### Summary Statistics for Boulder, Colorado Weather Data in 2017                                                               

In [43]:
import numpy as np 
import pandas as pd

The data we'll explore concerns temperatures and other weather observations in Boulder County over the month of July 2017.  

The data was obtained from the National Oceanic and Atmospheric Administration's [Climate.gov](https://www.climate.gov/) website.  You can find and download loads of climate-related data from NOAA [here](https://www.climate.gov/maps-data/datasets).   

The data is stored in a .csv file called `clean_boulder_weather.csv`.

In [None]:
# Two different paths to the data 
local_path = 'clean_boulder_weather.csv'

# Load the data into a DataFrame 
df = pd.read_csv(local_path)

In [45]:
df.head(50)

Unnamed: 0,STATION,NAME,DATE,PRCP,TMAX,TMIN
0,USW00094075,"BOULDER 14 W, CO US",2017-07-01,0.0,68.0,31.0
1,USW00094075,"BOULDER 14 W, CO US",2017-07-02,0.0,73.0,35.0
2,USW00094075,"BOULDER 14 W, CO US",2017-07-03,0.0,68.0,46.0
3,USW00094075,"BOULDER 14 W, CO US",2017-07-04,0.05,68.0,43.0
4,USW00094075,"BOULDER 14 W, CO US",2017-07-05,0.01,73.0,40.0
5,USW00094075,"BOULDER 14 W, CO US",2017-07-06,0.0,76.0,48.0
6,USW00094075,"BOULDER 14 W, CO US",2017-07-07,0.02,74.0,43.0
7,USW00094075,"BOULDER 14 W, CO US",2017-07-08,0.0,65.0,44.0
8,USW00094075,"BOULDER 14 W, CO US",2017-07-09,0.01,73.0,39.0
9,USW00094075,"BOULDER 14 W, CO US",2017-07-10,0.01,75.0,44.0


Each row in the DataFrame refers to a particular weather station / date combination.  The columns of the DataFrame are as follows: 

- **STATION**: The unique identification code for each weather station 
- **NAME**: The location / name of the weather station 
- **DATE**: The date of the observation 
- **PRCP**: The precipitation (in inches)
- **TMAX**: The daily maximum temperature (in Fahrenheit)
- **TMIN**: The daily minimum temperature (in Fahrenheit)
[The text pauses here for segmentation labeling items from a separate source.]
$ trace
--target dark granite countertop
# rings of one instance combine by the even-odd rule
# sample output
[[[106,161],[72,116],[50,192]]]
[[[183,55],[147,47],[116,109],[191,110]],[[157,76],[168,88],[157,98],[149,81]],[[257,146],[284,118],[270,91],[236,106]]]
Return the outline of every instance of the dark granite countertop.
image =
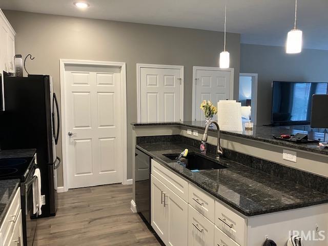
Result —
[[[0,180],[0,224],[2,223],[20,182],[19,179]]]
[[[180,126],[192,127],[200,130],[205,129],[204,121],[199,121],[148,123],[134,122],[131,123],[131,125],[135,127]],[[217,131],[215,127],[213,129],[210,129],[210,131]],[[328,155],[328,148],[318,148],[317,144],[297,144],[280,139],[275,139],[272,137],[273,135],[280,135],[280,134],[290,135],[295,134],[296,133],[305,133],[308,134],[310,139],[317,140],[318,138],[320,138],[321,141],[328,141],[328,133],[326,133],[326,131],[325,131],[325,129],[319,129],[318,130],[317,129],[312,129],[308,126],[281,127],[254,126],[253,131],[246,131],[244,130],[242,132],[221,131],[221,133],[222,134],[255,140],[280,146],[289,147],[323,155]]]
[[[199,153],[185,144],[142,144],[137,148],[247,216],[328,203],[328,195],[234,161],[221,159],[218,162],[228,168],[193,172],[162,155],[186,148]],[[218,161],[213,155],[206,155]]]
[[[23,149],[18,150],[0,150],[0,159],[5,158],[32,157],[34,156],[35,149]]]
To observe how many weather stations we have, we can pass the **NAME** column (or the **STATION** column) into Python's set function. 

In [46]:
set(df["NAME"])

{'BOULDER 14 W, CO US',
 'BOULDER, CO US',
 'GROSS RESERVOIR, CO US',
 'NIWOT, CO US',
 'NORTHGLENN, CO US',
 'RALSTON RESERVOIR, CO US',
 'SUGARLOAF COLORADO, CO US'}

It appears that we have data from seven different weather stations.  For consistency, let's reduce the data to just the reports from the weather station in `Northglenn`.  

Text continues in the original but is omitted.